El lector, cualquier lector considerablemente competente, intuye o presiente cuanto he dicho, y eso es lo que le emociona, aunque no explique, ni tampoco necesite hacerlo, lo anterior. Concluye con unos breves versos que rozan la poesía del silencio, como si se dirigiera de manera cauta y sigilosa al ser amado: “Creo en ti. / Eres. / Me basta.” No es un amor desesperado por la presencia del otro, sino más bien un amor que se contenta con que el otro exista, y sea como es.
[1] Conche, Marcel, Del amor. Reflexiones descubiertas en un viejo cuaderno de dibujo, trad. Susana Lauro, Barcelona, Paidós, 2009, p. 131.
[2] Citado por Fernando Savater en Invitación a la ética, Barcelona, Anagrama, 2002, p. 122.
[3] González, Ángel, “Me basta así”, Palabra sobre palabra, en Lecciones de cosas y otros poemas, Barcelona, Círculo de Lectores, 1997, pp. 108-109.
[4] González, Ángel, 1997, op. cit., p. 12.
[5] Ortega y Gasset, J., “Para una psicología del hombre interesante”, reunido en Estudios sobre el amor, Barcelona, Círculo de Lectores, 1971, p. 36.
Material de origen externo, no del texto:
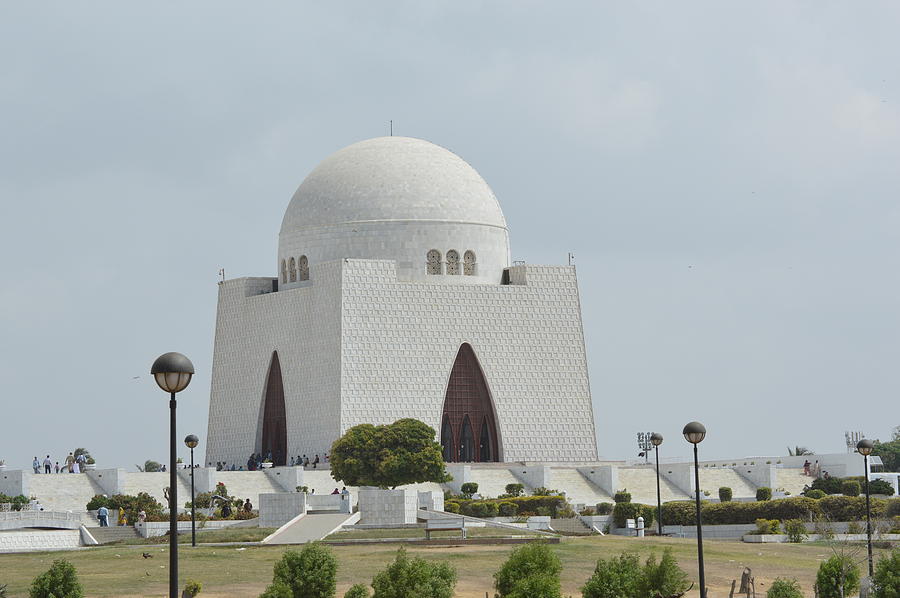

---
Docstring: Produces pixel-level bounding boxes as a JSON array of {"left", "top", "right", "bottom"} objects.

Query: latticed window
[
  {"left": 446, "top": 250, "right": 460, "bottom": 275},
  {"left": 439, "top": 343, "right": 499, "bottom": 463},
  {"left": 288, "top": 257, "right": 297, "bottom": 282},
  {"left": 441, "top": 417, "right": 454, "bottom": 462},
  {"left": 463, "top": 250, "right": 476, "bottom": 276},
  {"left": 298, "top": 255, "right": 309, "bottom": 281},
  {"left": 426, "top": 250, "right": 442, "bottom": 275},
  {"left": 281, "top": 260, "right": 287, "bottom": 283}
]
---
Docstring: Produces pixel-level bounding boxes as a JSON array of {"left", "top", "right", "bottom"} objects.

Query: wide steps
[
  {"left": 697, "top": 468, "right": 757, "bottom": 499},
  {"left": 549, "top": 517, "right": 592, "bottom": 535},
  {"left": 468, "top": 468, "right": 524, "bottom": 499},
  {"left": 617, "top": 467, "right": 690, "bottom": 503},
  {"left": 27, "top": 474, "right": 105, "bottom": 512},
  {"left": 86, "top": 526, "right": 140, "bottom": 544},
  {"left": 550, "top": 469, "right": 612, "bottom": 506},
  {"left": 776, "top": 468, "right": 813, "bottom": 496}
]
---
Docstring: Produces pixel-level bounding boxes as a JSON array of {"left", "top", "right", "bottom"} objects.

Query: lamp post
[
  {"left": 650, "top": 432, "right": 663, "bottom": 536},
  {"left": 683, "top": 421, "right": 707, "bottom": 598},
  {"left": 184, "top": 434, "right": 199, "bottom": 548},
  {"left": 857, "top": 438, "right": 875, "bottom": 577},
  {"left": 151, "top": 352, "right": 194, "bottom": 598}
]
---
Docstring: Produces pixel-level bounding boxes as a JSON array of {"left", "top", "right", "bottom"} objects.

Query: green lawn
[
  {"left": 0, "top": 536, "right": 892, "bottom": 597},
  {"left": 117, "top": 527, "right": 277, "bottom": 545},
  {"left": 326, "top": 526, "right": 547, "bottom": 540}
]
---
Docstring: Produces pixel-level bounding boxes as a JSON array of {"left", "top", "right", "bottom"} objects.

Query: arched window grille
[
  {"left": 427, "top": 250, "right": 442, "bottom": 275},
  {"left": 463, "top": 250, "right": 476, "bottom": 276},
  {"left": 459, "top": 416, "right": 475, "bottom": 462},
  {"left": 298, "top": 255, "right": 309, "bottom": 281},
  {"left": 281, "top": 260, "right": 287, "bottom": 284},
  {"left": 288, "top": 258, "right": 297, "bottom": 282},
  {"left": 441, "top": 416, "right": 455, "bottom": 462},
  {"left": 446, "top": 250, "right": 460, "bottom": 275},
  {"left": 479, "top": 415, "right": 492, "bottom": 462}
]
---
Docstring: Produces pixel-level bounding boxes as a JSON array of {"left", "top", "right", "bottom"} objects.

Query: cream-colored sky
[{"left": 1, "top": 1, "right": 898, "bottom": 469}]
[6] Aun siendo un gesto inusual comparado con la inmensa cantidad de poemas que carecen de autocita, no es tan raro como podría parecer. Una muestra ejemplarmente ilustrada de este recurso expresivo en la poesía hispánica del siglo XX –antes resultará cada vez más difícil observarlo, puesto que, en mi opinión, es un signo de la creciente autoconciencia del yo conforme avanza la modernidad–, puede verse VVAA. Los ojos dibujados. El autorretrato en la poesía y el arte contemporáneos, Málaga, Litoral, Málaga, 2002, especialmente en las páginas 207-271.
[7] Machado, A., Obras completas I, Barcelona-RBA-Instituto Cervantes, 2005, p. 679.